Anatomy of a File Write



1. The client will tell the Distributed File System that I want to write. 
2. Create command will be send to the NameNod5e. NameNode will come back and tell where is the availability. If the replication factor is three, NameNode will tell three DataNode where Client can write.
3. Client is going to pass on the the Packet to the first DataNode which is in the pipeline of the DataNodes. The Packet will contain Actual Data to be written, Location on which it should be written on the first DataNode and it also location of second, third DataNode where it will be written.
In a pipeline fashion Packet will be written to Each DataNode one by one. 
5. Once the write is complete on third DataNode also, last DatNode will send Acknoledgment. This acknoledgment will be send back to NameNode. WIth this NameNode will know the write has happened. Then NameNode will put the information in its metadata that this data is written in these DataNode. So Next time a read has to happen it will read from these DataNodes.
If NameNode doesn't get the Acknoledgement it will re-run the Job again. NameNode will get only one Acknoledgment not three. It will check the heartbeat, if DataNodes are OK, it will send the same Data/Packet to these DataNodes. If there is a failure with the DataNode, NameNode will send the Packet with different DataNode list. Even if data is written on two node, it will re-write that data.

Anatomy of a File Read



For read you go, Get the Block information and Read in Parallel. You go ahead and read that data,

Read happens in parallel. There is no acknoledgment with the read because recieving the data requested from DataNode is itself an acknolegment.
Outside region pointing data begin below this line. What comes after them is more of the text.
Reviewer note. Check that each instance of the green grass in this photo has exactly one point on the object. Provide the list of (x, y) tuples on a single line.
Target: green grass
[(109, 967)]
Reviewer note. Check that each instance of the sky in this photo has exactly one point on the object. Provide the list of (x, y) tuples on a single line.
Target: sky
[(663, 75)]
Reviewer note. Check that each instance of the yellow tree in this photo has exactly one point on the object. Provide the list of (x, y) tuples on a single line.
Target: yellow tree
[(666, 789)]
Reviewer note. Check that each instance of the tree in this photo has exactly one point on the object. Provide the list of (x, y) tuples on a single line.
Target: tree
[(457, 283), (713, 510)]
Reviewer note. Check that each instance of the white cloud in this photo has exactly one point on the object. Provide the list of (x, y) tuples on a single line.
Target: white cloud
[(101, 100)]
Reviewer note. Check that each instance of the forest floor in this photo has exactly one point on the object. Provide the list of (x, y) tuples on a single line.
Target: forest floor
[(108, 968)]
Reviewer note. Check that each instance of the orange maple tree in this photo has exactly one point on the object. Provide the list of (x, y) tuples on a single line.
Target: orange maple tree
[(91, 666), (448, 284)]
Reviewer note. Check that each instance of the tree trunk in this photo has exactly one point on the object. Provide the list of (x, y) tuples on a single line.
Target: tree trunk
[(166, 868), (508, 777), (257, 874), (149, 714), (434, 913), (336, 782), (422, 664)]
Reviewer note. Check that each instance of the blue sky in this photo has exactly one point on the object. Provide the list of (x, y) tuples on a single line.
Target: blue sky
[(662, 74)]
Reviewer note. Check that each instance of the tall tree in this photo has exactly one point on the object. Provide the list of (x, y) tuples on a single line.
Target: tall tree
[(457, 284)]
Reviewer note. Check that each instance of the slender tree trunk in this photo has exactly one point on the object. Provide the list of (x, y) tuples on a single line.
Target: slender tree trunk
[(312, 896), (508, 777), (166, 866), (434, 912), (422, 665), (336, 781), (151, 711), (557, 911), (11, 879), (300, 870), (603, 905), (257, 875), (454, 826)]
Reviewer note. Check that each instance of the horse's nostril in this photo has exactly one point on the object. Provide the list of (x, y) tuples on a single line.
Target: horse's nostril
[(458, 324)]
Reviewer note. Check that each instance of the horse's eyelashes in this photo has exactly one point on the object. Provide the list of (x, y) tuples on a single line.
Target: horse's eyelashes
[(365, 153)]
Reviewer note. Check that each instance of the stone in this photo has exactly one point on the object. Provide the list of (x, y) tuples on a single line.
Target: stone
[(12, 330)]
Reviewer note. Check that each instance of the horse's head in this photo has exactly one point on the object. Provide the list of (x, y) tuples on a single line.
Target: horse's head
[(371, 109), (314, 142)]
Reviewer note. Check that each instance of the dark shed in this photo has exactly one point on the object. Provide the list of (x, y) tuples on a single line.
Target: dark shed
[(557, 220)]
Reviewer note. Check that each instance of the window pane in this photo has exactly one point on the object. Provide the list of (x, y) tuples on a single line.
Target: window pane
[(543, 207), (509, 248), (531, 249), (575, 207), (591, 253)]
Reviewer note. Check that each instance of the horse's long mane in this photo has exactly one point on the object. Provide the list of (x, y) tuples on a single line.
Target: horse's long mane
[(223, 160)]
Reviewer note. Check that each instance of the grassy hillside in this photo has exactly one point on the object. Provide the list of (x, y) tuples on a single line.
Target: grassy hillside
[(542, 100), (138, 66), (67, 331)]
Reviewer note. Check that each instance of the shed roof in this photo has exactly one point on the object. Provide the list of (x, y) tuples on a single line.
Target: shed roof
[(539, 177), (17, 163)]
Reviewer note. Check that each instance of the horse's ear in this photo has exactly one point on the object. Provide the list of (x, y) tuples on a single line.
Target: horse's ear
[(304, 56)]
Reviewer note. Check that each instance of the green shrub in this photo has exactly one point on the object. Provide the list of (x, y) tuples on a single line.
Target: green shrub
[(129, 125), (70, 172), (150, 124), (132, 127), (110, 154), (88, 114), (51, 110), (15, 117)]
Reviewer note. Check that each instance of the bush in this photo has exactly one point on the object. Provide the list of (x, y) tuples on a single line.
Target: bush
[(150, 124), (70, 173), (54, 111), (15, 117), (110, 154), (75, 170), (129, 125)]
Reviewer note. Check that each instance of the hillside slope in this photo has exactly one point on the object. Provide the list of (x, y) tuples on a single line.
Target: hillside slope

Q: Why do we read in Parallel and Why do we write in sequence?
Ans: Hadoop is a system which is used for write once and Read Many time kind of environment. For example logs which are written once and there are multiple analysis done on it. Read has to be very fast while the write side can be OK. 

Example: Uploading video on YouTube, many times it fails and it takes a longer time. While when we are reading a video from YouTube it is very fast.
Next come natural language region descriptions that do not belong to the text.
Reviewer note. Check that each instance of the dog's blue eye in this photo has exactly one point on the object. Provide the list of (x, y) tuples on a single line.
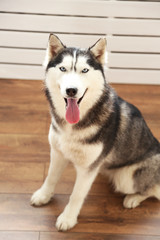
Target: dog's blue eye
[(85, 70), (63, 69)]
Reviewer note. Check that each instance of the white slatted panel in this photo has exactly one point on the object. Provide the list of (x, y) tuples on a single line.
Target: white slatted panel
[(127, 9), (132, 29)]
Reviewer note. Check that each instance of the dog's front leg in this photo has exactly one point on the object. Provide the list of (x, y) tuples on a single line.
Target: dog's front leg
[(83, 183), (45, 193)]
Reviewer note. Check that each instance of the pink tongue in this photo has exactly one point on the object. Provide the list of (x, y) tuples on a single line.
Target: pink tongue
[(72, 111)]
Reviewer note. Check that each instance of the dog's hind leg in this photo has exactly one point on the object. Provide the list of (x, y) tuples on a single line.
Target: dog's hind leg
[(45, 193), (134, 200)]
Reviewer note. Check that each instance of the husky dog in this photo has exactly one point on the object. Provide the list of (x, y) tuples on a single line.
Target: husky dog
[(96, 130)]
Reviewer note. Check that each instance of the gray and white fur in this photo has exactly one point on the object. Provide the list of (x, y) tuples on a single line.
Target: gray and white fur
[(105, 133)]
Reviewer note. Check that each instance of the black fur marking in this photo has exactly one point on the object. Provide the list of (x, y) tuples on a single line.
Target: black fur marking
[(107, 134), (60, 121), (59, 58), (136, 143)]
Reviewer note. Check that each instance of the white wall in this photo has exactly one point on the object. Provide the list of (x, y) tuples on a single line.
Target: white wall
[(132, 29)]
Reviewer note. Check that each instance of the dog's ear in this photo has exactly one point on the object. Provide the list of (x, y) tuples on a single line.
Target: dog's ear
[(99, 50), (53, 48), (55, 45)]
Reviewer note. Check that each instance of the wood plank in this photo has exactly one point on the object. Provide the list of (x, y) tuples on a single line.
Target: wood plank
[(12, 235), (133, 76), (99, 214), (16, 119), (65, 185), (92, 8), (26, 148), (39, 23), (95, 236), (132, 60), (20, 177)]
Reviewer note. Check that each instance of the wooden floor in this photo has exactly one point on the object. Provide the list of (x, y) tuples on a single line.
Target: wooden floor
[(24, 160)]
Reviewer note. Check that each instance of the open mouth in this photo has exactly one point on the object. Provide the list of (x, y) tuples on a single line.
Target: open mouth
[(72, 109)]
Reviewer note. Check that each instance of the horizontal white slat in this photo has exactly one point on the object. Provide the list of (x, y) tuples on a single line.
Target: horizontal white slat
[(125, 60), (118, 60), (85, 8), (39, 40), (79, 24), (113, 75), (9, 55), (114, 43), (133, 76), (21, 72)]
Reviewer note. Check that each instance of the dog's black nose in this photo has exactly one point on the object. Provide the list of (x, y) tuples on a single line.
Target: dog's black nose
[(71, 92)]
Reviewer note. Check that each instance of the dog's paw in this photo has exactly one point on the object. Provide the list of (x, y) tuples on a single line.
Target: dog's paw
[(40, 197), (131, 201), (65, 223)]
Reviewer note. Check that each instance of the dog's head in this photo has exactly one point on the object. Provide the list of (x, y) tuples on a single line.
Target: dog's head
[(74, 77)]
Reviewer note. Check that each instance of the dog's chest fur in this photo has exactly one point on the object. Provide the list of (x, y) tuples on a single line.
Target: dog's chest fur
[(70, 143)]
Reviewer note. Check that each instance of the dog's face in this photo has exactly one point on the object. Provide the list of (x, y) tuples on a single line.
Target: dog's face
[(75, 77)]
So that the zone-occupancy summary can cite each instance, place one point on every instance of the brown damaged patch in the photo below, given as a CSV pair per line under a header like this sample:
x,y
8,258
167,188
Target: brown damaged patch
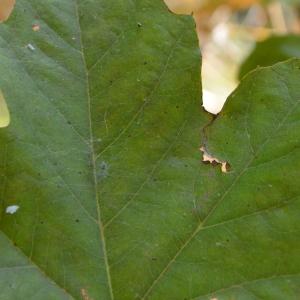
x,y
6,8
209,159
85,295
35,27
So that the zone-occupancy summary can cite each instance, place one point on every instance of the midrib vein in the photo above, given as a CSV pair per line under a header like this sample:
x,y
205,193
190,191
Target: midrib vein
x,y
101,228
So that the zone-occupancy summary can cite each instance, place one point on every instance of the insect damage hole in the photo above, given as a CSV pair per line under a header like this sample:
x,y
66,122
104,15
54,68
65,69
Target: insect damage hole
x,y
208,158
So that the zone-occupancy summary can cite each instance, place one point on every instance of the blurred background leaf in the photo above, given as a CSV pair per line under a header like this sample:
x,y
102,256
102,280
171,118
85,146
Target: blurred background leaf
x,y
271,51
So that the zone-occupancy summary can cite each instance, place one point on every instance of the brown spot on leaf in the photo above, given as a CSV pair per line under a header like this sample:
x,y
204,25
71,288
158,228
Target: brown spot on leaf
x,y
35,27
84,294
6,8
208,158
4,112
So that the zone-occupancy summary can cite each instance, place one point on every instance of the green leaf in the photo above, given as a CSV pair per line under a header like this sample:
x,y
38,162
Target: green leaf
x,y
102,157
271,51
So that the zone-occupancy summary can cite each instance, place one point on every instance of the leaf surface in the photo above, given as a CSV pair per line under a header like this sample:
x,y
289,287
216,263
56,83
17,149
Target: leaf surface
x,y
272,51
102,157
Replication and Rack Awareness


We have three different Racks - RACK1, RACK2 and RACK3. Each Rack has multiple DataNode - Rack1 has DataNodes 1,2,3,4 Rack2 has DataNode 5,6,7,8. These Racks can be geo-graphically at different location. 
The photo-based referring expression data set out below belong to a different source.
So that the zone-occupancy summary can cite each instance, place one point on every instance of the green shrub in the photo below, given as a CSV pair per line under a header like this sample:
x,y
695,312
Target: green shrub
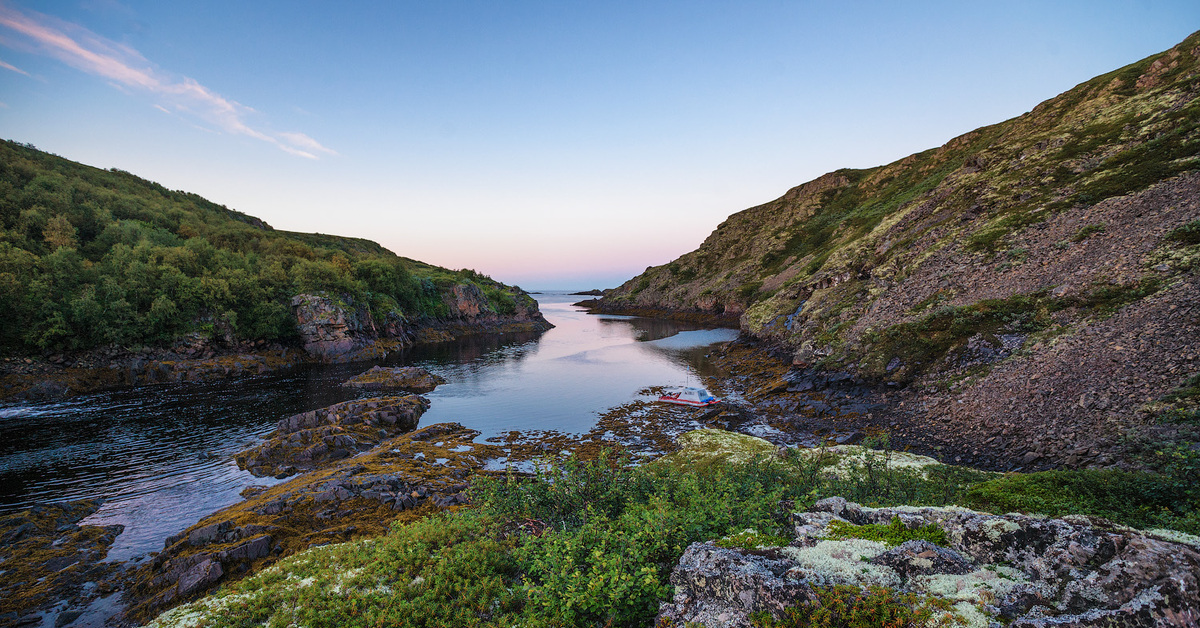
x,y
1186,234
893,533
849,606
1086,232
1134,498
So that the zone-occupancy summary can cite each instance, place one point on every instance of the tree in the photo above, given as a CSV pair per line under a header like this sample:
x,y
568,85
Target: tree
x,y
59,233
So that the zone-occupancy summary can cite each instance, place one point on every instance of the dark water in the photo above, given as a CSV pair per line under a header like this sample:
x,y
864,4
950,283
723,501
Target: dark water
x,y
161,455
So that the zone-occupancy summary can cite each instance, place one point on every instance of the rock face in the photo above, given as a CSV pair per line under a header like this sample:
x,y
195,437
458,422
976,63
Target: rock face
x,y
406,477
47,558
311,438
1050,244
1009,569
472,311
339,330
411,378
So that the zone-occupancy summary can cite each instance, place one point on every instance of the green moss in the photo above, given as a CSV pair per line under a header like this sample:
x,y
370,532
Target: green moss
x,y
1187,234
751,539
850,606
1134,498
892,534
1086,232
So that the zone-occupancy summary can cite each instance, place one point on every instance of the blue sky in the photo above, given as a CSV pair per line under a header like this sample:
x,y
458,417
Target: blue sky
x,y
552,144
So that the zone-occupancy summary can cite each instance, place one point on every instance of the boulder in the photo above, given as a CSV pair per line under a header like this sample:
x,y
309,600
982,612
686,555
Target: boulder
x,y
1012,569
340,330
411,378
309,440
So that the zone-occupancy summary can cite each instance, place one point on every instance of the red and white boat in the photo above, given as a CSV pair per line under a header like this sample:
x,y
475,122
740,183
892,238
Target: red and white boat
x,y
689,396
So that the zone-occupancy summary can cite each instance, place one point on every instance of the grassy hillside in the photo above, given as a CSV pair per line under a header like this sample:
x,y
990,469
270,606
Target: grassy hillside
x,y
1032,286
811,264
91,257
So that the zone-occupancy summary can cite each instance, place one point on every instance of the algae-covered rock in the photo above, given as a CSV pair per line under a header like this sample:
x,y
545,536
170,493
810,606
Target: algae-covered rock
x,y
411,378
999,569
709,443
403,478
47,558
311,438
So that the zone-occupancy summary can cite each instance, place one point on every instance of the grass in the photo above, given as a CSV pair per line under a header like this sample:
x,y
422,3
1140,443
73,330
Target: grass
x,y
893,533
850,606
593,543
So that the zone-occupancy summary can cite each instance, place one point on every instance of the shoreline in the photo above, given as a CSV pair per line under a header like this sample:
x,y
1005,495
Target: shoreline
x,y
65,375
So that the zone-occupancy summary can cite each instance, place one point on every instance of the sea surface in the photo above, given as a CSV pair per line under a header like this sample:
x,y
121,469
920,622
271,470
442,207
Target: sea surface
x,y
161,455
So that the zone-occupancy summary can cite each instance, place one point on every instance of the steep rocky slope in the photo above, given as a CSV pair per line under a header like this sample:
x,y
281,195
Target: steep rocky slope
x,y
1031,283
I have a Block A to write and Replication factor is three. 

First copy will be written to Rack1 in DataNode 1. Second copy of this will be written in different RACK (Rack2 here DataNode5). Third copy will be written in same RACK (Rack2) but in a different DataNode (DataNode6).

Reason for such write:
1. If we write whole data in same Rack then in case of Rack failure you will loose the data. So here if Rack1 fails we will still have data in Rack2.
2. Why don't we write third data in Rack3? Because Inter-Rack communication need huge bandwidth and the probability of two Rack failing at the same time is very low. With this trade of keep the third Data Block to same Rack. 
Based on this we write the first Block in whatever NameNode figure out closest to it and Second, Thirds Block are written to the Rack which is available but in different DataNode.

So NameNode should be Rack Aware. It should know which data in written in which DataNode and in which Rack. 

Q: In HDFS, blocks of a file are written in parallel, however the replication of the block are done sequentially. False/True.
Ans: True. A file is divided into Blocks, these blocks are written in parallel but the block replication happen in sequence.
If there are multiple packet that need to be written then the write will happen in parallel. However single packet will be written to Three DataNodes in pipeline/sequential format.

Question: A file of 400 MB is being copied to DFS. The system has finished copying 250MB. What happen if client try to access that file:
a). can read upto block that is successfully written.
    b). can read upto the last bit successfully written.
c). Will throw an Exception.
d). Cannot see the file untill its finish copying.
Ans: a). Client can read upto block that is successfully written.